The BBC has a new series, The Honourable Woman, starting next Thursday.
It is about a Jewish woman on a one woman peace mission to the Middle East. Wonder who the villains will be.
Gyllenhaal plays Nessa Stein, a British citizen but an Israeli Jew by origin, whose father– a Zionist gunrunner – was murdered in front of her when she was a child. She has inherited his ill-gotten fortune and used it to create a foundation that forges relationships between Israel and Palestine. When we first see Nessa, she announces a contract to lay fibre-optic cables in the West Bank, but the ghosts of the past haunt her and the internecine plot shows that her father’s murderous legacy is a curse.

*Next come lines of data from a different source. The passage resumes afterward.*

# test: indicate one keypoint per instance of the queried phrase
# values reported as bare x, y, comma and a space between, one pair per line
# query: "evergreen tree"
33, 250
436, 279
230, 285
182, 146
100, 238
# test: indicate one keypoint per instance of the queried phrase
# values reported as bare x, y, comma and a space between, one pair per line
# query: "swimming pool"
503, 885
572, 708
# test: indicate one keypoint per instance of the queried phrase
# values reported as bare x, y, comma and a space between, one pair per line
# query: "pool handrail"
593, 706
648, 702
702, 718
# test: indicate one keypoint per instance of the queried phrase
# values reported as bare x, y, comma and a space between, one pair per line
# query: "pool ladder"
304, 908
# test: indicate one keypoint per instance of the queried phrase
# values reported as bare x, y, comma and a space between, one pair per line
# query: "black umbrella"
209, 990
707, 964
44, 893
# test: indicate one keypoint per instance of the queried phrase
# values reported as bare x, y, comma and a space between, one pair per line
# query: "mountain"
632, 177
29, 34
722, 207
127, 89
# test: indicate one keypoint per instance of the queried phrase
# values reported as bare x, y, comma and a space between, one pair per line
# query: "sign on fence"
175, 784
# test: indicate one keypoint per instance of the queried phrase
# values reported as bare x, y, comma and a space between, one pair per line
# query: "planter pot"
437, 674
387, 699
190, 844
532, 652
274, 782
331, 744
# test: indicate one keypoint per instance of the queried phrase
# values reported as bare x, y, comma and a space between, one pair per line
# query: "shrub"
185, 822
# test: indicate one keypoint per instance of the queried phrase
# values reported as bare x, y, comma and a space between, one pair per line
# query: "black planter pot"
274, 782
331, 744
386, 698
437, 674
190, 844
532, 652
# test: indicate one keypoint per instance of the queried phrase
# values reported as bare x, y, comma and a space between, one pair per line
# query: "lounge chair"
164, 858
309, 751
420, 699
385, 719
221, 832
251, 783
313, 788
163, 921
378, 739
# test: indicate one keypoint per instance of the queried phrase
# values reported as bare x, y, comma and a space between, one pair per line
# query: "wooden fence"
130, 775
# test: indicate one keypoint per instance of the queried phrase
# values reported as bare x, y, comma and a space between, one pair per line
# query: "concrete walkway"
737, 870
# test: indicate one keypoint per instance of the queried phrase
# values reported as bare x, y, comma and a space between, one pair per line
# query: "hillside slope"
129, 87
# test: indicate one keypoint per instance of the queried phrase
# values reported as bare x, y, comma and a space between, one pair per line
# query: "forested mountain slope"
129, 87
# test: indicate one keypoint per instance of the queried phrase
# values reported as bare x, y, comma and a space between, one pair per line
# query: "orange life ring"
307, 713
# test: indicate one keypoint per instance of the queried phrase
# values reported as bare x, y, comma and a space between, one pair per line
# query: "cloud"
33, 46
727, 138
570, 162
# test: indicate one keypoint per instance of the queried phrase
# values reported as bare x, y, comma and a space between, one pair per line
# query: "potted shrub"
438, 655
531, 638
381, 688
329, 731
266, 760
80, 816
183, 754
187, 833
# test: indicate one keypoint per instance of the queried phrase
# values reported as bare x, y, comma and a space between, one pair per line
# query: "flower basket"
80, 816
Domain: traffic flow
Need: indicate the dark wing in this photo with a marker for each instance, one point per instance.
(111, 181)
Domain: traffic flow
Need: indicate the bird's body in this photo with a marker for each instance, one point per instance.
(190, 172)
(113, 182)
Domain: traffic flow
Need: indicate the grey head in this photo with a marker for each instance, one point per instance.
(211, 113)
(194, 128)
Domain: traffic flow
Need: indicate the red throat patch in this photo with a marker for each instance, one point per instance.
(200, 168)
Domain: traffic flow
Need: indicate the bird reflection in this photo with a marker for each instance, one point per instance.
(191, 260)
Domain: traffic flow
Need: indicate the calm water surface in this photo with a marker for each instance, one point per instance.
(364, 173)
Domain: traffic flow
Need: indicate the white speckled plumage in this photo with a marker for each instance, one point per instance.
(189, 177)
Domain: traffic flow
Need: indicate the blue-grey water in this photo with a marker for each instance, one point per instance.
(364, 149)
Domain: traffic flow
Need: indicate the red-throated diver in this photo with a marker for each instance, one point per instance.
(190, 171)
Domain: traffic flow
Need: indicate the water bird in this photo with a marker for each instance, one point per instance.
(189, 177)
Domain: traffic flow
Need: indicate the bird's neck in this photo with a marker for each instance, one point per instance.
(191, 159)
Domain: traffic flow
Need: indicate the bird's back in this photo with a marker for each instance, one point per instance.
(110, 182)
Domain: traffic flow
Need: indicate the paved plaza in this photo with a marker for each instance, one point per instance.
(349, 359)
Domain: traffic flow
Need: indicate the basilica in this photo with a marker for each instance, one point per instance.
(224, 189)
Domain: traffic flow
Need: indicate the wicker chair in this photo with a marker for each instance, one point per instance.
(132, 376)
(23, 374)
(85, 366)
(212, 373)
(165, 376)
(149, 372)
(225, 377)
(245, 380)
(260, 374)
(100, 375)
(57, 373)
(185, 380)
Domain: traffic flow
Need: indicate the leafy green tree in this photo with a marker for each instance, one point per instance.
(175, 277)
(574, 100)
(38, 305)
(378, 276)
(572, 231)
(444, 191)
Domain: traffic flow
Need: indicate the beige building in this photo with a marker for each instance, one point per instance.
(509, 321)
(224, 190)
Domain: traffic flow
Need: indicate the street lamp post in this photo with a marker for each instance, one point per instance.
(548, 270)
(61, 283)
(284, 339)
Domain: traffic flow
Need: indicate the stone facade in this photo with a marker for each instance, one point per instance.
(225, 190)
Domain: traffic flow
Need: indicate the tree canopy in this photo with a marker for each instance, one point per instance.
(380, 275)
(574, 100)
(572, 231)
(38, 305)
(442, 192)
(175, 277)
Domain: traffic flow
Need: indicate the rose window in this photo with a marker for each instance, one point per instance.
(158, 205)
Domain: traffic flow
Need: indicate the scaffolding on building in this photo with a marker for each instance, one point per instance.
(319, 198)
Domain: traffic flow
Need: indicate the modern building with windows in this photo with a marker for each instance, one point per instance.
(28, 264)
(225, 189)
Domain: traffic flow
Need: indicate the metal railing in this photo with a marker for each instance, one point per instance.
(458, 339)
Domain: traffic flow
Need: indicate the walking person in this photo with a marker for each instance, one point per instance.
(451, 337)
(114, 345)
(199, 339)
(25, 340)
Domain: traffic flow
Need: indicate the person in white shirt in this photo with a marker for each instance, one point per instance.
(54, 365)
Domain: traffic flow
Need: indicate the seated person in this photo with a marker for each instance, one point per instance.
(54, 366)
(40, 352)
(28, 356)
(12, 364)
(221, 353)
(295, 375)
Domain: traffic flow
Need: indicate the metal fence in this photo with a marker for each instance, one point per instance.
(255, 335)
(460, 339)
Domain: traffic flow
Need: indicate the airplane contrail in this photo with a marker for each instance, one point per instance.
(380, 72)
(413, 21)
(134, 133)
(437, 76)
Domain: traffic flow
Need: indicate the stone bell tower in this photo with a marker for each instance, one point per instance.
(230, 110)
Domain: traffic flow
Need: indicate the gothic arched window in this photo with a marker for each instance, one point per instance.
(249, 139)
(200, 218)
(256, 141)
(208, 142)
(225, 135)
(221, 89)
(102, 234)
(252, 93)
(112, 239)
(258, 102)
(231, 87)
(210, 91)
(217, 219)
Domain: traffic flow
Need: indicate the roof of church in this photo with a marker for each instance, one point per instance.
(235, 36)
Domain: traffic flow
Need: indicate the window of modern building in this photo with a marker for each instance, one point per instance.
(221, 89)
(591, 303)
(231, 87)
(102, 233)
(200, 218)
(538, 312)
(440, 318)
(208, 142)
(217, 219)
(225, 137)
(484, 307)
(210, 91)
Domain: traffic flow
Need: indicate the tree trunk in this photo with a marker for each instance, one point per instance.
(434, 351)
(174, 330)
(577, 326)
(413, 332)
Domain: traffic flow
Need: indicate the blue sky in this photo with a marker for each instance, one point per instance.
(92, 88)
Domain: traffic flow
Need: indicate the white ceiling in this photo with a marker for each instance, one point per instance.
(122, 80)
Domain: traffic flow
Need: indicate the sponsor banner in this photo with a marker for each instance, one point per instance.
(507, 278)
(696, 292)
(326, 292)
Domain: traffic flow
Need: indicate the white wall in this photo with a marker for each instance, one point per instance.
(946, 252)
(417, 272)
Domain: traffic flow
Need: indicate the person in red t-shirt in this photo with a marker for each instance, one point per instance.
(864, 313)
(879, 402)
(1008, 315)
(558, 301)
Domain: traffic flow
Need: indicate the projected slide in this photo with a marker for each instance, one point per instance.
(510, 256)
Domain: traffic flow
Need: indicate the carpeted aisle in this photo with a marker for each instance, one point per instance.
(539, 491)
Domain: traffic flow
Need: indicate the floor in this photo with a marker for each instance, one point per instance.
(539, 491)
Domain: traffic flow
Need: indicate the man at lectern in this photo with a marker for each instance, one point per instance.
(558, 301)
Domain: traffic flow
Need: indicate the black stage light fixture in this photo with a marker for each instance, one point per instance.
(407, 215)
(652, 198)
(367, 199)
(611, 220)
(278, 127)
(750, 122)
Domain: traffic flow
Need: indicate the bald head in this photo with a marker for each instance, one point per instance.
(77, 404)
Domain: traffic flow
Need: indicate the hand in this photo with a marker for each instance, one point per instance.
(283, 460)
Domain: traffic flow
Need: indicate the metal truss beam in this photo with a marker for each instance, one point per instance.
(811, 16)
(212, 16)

Another daunting aspect of The Honourable Woman was its subject matter, bound to provoke strong reactions. “[The Israel-Palestine question] is so polarising because everyone has such a tight grip on their feelings. Throughout the eight hours we veer from one way to another and people will say, ‘Oh my God, they are being totally pro-Israeli or totally pro-Palestinian.’ But because the piece has been written with such compassion, I hope people will loosen their grip on either side.”
This may sound naive but Gyllenhaal is aware that a few hours of drama is unlikely to aid the peace process and she was sensitive to the intransigence of the situation throughout filming.
“It’s about Israel and Palestine, refracted through the prism of a family,” Blick explains, fully aware that this sounds like a tough sell. He reveals that he took the idea to Janice Hadlow, the controller of BBC2, who made two recommendations. “She said, ‘Not too much sand’, by which she meant, ‘Make it make sense to a UK audience,’” Blick says. And the other? “The other was, ‘Don’t kill too many children…’” he says, laughing.
It casts Gyllenhaal as Nessa Stein, a British businesswoman with a bird’s-eye view of the intractable conflict in the Middle East. Her father’s company sold munitions; Stein, though, wants it be a force for good, and has moved the company into telecommunications. It’s an eight-part thriller that finds as much drama in affluent London as it does in the West Bank, and articulates the conflict there in personal as well as political terms. It travels back and forth in time, revealing ghastly truths in a beguilingly casual way.
I am certain that it would be foolish to prejudge the BBC and the arts world when it comes to creating the ‘ghastly truth’ about Israel and the Palestinians, and all without killing ‘too many children’….based upon the nefarious activities of a Zionist father who flooded the Middle East with arms, a daughter who wants to right his ‘wrongs’, and a murdered Palestinian businessman.
Any bets there will be a Palestinian suicide bomber blowing himself up in a restaurant, ‘driven’ to do the deed by the oppressive and vicious illegal occupation of the West Bank by the nazi-like, Zionist IDF.